Xavier Bertrand, député-maire Les Républicains de l'Aisne et ancien ministre de Nicolas Sarkozy, aura réussi le tour de force d'infliger à Marine Le Pen une défaite sur un territoire, le Nord-Pas-de-Calais/Picardie, qui était jusqu'ici un fief de gauche où la droite n'avait jamais vraiment réussi.
Dimanche soir, il a eu le triomphe modeste. "C'est pas ma victoire, c'est la victoire des gens du Nord et de la Picardie", a-t-il déclaré à Saint-Quentin.
Fort de ses sept points d'avance au premier tour sur le candidat PS Pierre de Saintignon, cet homme de terrain de 50 ans au physique râblé, qui incarne une droite populaire et provinciale, n'aura pas laissé d'autre choix à la gauche que de se rallier à lui sans condition pour empêcher la prise par le FN de cette région ouverte sur l'extérieur de par sa position géographique.
Comme la gauche, le maire de Saint-Quentin a pourtant pâti de l'implantation, jusqu'ici inexorable, du parti d'extrême droite (40,64% au premier tour pour Mme Le Pen) dans toute la région. Jusqu'au 6 décembre, il rame. Parti très tôt en campagne en juin , Xavier Bertrand a beau enchaîner plusieurs réunions quotidiennes, il stagne entre 24 et 26% et finira à 24,97% au 1er tour. "Il ne décolle pas", entend-on alors.
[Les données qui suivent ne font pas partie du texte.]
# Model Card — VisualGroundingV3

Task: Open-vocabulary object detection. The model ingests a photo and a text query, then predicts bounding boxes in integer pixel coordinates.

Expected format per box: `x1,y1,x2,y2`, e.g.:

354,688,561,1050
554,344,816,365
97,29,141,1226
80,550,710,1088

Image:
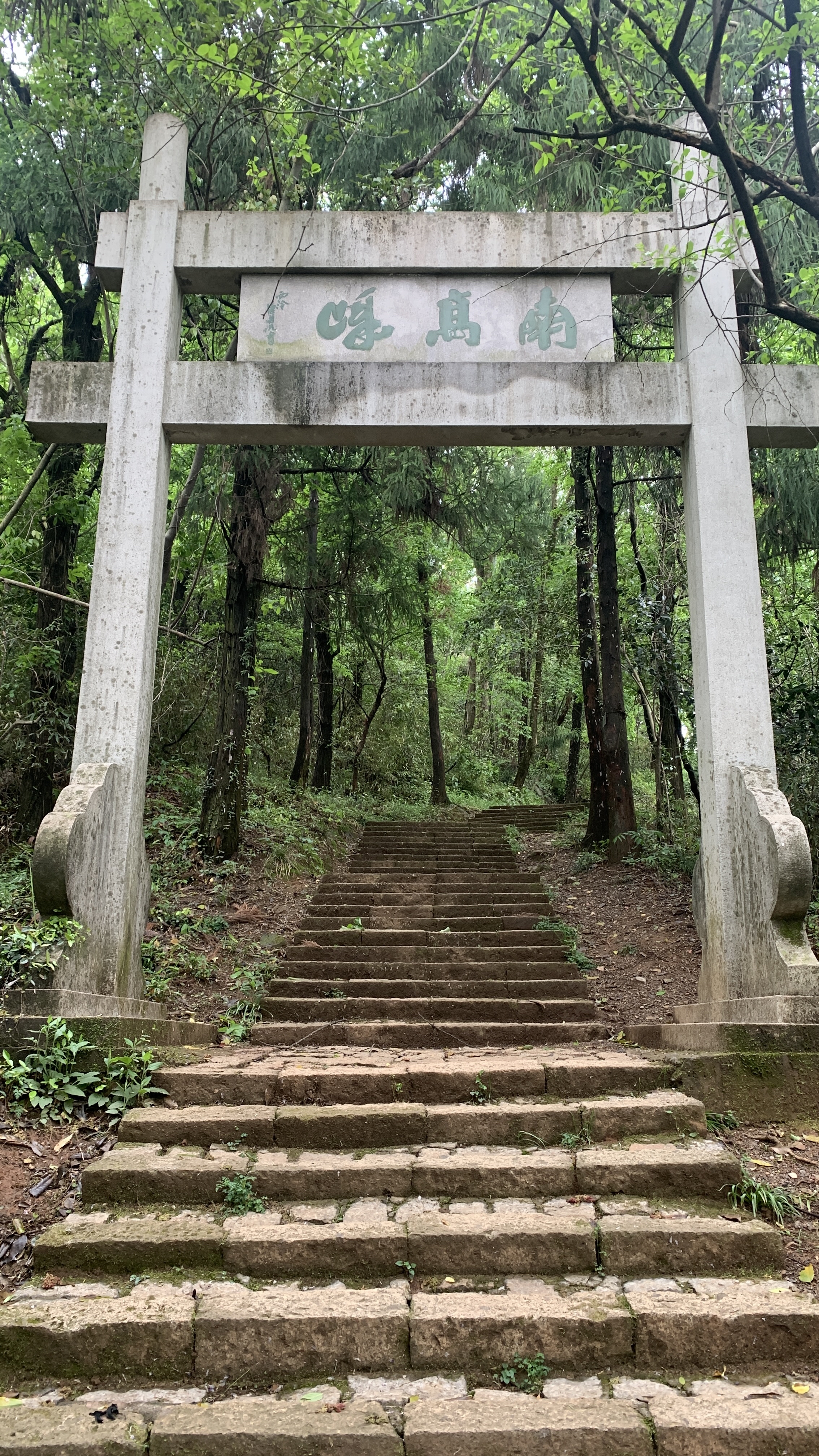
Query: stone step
261,962,587,1010
299,913,554,935
0,1277,819,1380
244,1025,606,1050
34,1198,783,1278
35,1200,597,1280
283,935,566,975
120,1095,705,1147
293,929,564,959
153,1047,667,1106
254,986,596,1041
83,1143,739,1205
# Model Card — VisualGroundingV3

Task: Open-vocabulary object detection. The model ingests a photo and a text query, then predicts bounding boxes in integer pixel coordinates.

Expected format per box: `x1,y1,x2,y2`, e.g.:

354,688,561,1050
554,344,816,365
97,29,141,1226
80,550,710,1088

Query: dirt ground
520,834,699,1034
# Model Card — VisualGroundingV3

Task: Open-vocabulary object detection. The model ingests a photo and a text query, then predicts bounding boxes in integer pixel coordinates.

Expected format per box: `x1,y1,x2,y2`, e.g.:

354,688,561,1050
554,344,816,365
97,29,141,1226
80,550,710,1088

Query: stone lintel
95,211,678,294
26,363,819,447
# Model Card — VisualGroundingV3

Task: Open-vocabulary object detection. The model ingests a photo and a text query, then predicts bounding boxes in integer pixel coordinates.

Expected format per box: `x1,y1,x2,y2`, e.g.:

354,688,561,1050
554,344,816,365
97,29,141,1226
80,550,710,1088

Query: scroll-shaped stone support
676,764,819,1022
32,763,150,1000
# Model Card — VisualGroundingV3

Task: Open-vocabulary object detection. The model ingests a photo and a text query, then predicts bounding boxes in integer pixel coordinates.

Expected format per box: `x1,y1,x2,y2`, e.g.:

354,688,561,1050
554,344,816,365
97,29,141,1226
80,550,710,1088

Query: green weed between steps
497,1354,549,1395
535,914,595,971
0,1016,166,1126
216,1174,265,1213
729,1168,810,1229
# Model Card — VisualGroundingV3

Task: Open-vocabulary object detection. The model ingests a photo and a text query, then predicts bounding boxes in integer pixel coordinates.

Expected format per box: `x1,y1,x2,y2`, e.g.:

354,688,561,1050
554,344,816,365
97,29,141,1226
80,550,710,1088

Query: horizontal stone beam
26,361,819,446
95,213,678,294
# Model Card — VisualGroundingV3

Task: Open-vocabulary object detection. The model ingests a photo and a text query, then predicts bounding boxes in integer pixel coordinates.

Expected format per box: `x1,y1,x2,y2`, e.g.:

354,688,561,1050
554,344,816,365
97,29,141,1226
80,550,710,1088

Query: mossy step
6,1277,819,1380
83,1143,739,1205
254,1002,598,1041
159,1045,667,1106
261,962,586,1010
34,1200,783,1280
120,1088,705,1156
244,1020,606,1050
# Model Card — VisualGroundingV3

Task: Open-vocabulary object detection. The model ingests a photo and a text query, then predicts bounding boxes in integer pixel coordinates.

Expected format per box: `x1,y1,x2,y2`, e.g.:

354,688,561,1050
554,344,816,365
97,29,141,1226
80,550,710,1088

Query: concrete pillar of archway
20,115,211,1040
664,118,819,1045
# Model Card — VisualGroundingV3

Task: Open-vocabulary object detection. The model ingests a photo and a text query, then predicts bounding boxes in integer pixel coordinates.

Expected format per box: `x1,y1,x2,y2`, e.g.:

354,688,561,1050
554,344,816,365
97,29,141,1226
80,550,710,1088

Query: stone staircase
252,805,603,1047
0,809,819,1456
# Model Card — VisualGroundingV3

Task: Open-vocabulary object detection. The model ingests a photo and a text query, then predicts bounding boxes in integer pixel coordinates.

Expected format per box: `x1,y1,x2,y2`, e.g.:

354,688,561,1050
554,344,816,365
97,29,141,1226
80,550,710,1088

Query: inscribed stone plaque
238,272,614,364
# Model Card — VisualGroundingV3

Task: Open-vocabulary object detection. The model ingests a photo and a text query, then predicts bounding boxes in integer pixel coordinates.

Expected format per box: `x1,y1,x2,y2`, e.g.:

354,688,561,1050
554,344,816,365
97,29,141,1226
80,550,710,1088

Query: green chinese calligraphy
427,288,481,348
262,288,287,348
316,284,395,351
517,288,577,350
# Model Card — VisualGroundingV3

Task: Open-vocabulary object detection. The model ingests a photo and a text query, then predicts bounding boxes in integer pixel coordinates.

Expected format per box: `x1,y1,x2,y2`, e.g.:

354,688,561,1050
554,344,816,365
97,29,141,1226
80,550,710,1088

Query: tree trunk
313,593,334,789
571,447,609,845
511,572,546,789
290,491,319,788
463,656,478,738
595,446,637,863
353,648,386,793
418,560,449,804
563,694,583,804
200,447,290,859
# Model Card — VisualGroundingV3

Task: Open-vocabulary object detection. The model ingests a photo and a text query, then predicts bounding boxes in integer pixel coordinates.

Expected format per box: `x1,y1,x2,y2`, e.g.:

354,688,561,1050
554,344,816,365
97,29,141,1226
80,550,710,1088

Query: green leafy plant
0,916,83,992
729,1168,810,1229
497,1354,549,1395
87,1037,168,1121
216,1174,265,1213
705,1108,739,1133
220,965,265,1041
0,1016,166,1124
560,1127,592,1153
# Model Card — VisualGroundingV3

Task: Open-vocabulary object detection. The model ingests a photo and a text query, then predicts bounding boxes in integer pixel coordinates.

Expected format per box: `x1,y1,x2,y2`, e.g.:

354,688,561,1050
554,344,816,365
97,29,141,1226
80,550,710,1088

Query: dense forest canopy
0,0,819,897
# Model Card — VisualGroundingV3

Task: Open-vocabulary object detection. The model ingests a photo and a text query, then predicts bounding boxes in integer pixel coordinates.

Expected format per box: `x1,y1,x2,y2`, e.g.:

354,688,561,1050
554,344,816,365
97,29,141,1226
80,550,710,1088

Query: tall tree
200,447,291,859
418,556,449,804
571,447,609,845
595,446,637,863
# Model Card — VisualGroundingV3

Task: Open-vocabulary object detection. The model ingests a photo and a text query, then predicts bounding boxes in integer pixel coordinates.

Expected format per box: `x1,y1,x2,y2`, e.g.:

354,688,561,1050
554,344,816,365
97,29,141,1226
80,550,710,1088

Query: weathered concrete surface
411,1284,631,1370
404,1392,650,1456
150,1395,402,1456
95,211,675,294
35,117,188,999
577,1143,740,1198
0,1405,147,1456
0,1283,194,1387
651,1392,819,1456
26,361,819,447
601,1214,783,1277
34,1217,224,1274
627,1278,819,1372
673,134,819,1022
195,1284,410,1380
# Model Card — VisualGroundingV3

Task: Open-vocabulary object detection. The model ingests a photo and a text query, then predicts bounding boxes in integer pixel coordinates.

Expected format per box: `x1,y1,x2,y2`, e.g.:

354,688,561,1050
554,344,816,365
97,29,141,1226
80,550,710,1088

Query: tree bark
200,447,290,859
595,446,637,863
290,489,319,788
353,648,386,793
571,447,609,845
313,591,334,789
418,560,449,804
563,694,583,804
511,572,546,789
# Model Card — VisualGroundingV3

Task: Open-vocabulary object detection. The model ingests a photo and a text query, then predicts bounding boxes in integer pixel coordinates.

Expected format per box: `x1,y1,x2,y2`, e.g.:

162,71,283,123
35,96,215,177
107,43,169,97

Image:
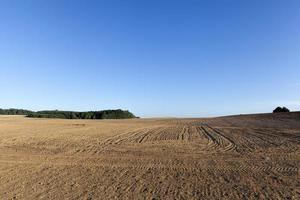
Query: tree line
0,109,136,119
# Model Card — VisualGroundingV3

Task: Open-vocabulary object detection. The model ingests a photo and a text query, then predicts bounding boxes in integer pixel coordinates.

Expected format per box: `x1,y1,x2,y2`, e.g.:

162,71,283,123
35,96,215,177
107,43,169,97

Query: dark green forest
0,109,136,119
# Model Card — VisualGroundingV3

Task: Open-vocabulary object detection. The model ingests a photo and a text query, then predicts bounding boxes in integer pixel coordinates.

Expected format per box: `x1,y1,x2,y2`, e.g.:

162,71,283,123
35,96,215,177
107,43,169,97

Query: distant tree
273,107,290,113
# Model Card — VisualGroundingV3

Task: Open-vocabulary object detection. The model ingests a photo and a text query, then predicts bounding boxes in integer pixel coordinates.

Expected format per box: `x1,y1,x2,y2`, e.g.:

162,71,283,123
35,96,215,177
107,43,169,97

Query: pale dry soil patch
0,113,300,199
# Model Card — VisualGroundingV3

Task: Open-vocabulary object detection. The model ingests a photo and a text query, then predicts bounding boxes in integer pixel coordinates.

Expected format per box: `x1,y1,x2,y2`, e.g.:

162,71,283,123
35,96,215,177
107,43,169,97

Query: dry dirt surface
0,112,300,199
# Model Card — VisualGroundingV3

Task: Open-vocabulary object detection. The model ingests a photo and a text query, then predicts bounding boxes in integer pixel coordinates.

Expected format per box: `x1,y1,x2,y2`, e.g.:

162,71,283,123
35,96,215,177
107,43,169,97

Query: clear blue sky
0,0,300,117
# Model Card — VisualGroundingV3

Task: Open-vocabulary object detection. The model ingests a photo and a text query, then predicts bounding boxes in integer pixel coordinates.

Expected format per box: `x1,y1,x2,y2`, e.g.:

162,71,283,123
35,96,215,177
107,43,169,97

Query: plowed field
0,112,300,199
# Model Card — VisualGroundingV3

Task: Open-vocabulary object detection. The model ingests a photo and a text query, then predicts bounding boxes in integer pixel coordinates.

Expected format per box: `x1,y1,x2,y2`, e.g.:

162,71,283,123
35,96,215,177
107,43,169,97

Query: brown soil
0,113,300,199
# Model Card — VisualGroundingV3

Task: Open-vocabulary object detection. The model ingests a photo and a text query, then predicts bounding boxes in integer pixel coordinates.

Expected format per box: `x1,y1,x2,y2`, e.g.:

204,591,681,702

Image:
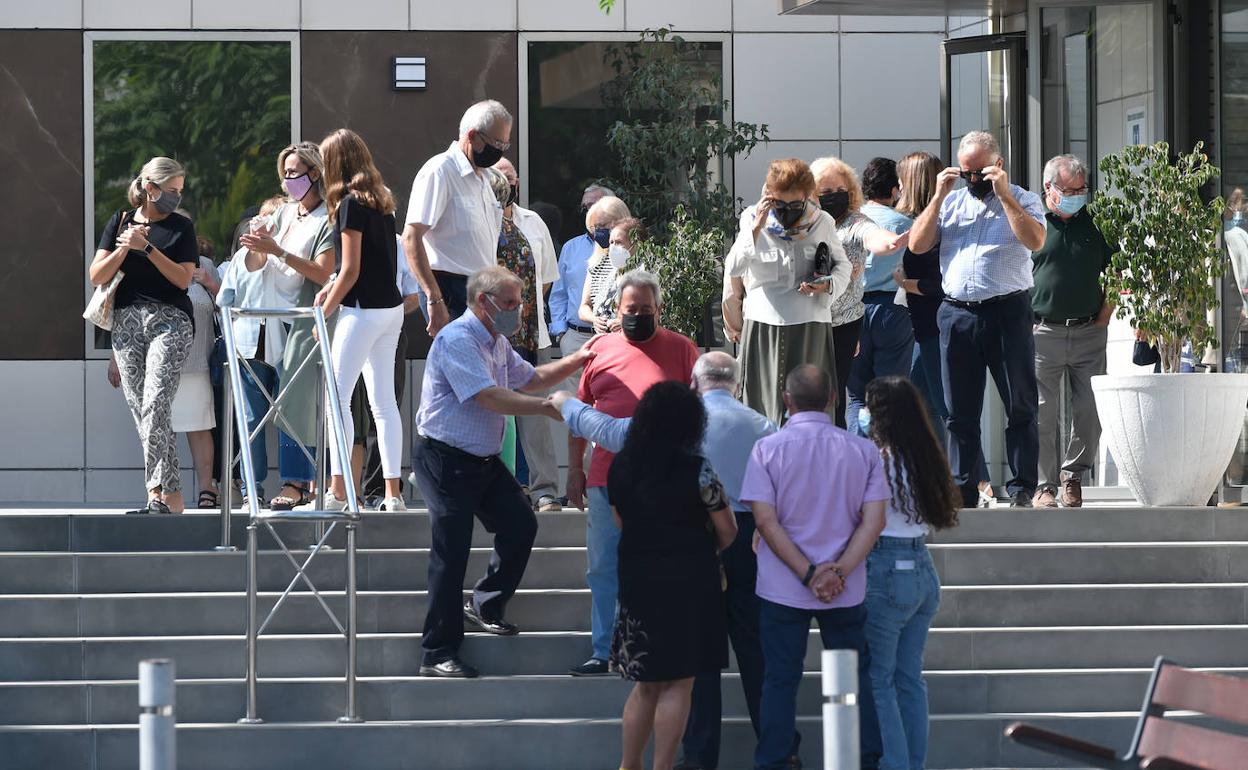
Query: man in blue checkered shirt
412,265,594,678
910,131,1045,508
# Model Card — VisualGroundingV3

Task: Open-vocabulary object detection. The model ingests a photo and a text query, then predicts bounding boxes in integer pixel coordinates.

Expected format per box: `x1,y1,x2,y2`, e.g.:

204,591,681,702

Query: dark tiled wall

Au premier tour, cet adversaire déclaré de la gauche mène une campagne très à droite, réclamant "un ministère de l'Autorité" (fusionnant police et justice) et la présence de l'armée à Calais pour "protéger" la population autochtone. Patron du PS, Jean-Christophe Cambadélis l'accuse de "courir derrière l'extrême droite", excluant pratiquement tout retrait éventuel en sa faveur dans l'entre-deux tours.
Pourfendant, dans le langage direct, presque familier, qui le caractérise, "la faillite" des "dirigeants socialistes" responsables à ses yeux de "la colère et la misère sociale", Xavier Bertrand fait campagne avec le slogan "Notre région au travail", censé dynamiser des territoires minés par le chômage. "Sécurité" et "proximité" complètent le triptyque. Son soutien sans faille aux mesures sécuritaires décidées par l'exécutif après les attentats de Paris du 13 novembre commencent à le rendre plus fréquentable par les socialistes.
"La seule alternative" à Mme Le Pen
Natif de la Marne, Xavier Bertrand a fait de l'Aisne son bastion politique, en étant élu conseiller municipal de Saint-Quentin (1989), puis conseiller général (1998) et député du département (2002). Il devient maire de Saint-Quentin en 2010. La fusion de la Picardie avec le Nord-Pas-de-Calais pourformer l'un des plus grands ensembles administratifs de France lui donne l'occasion de se montrer aux avant-postes de la reconquête voulue par la droite en 2017. Il a alors deux fers au feu: Xavier Bertrand est aussi candidat déclaré aux primaires de la droite, face notamment à Nicolas Sarkozy dont il a longtemps été proche et plusieurs fois le ministre (avec une prédilection pour les Affaires sociales et la Santé). Cette course-là "n'est plus ma priorité", répète-t-il désormais.
Ignorant M. de Saintignon, peu connu du grand publique, Xavier Bertrand se présente comme "la seule alternative" à Marine Le Pen, excluant catégoriquement de s'effacer derrière la gauche au soir du premier tour. Les sondages alimentent sa rhétorique. La première étape franchie, c'est un autre Xavier Bertrand, plus rassembleur, qui entre en scène pour le second tour: il annonce qu'il consultera les parlementaires (donc la gauche) sur les grands dossiers régionaux, salue le retrait "digne et responsable" de Pierre de Saintignon, s'affiche avec Jean-Louis Borloo, se présente comme "un gaulliste social" dans sa profession de foi.
Diplômé de droit public, Xavier Bertrand a exercé le métier d'assureur. Il est membre du bureau politique de l'UMP (dont il a été secrétaire général) puis des Républicains depuis 2004, année de sa première entrée au gouvernement. Franc-maçon déclaré, Xavier Bertrand est marié et père de trois enfants.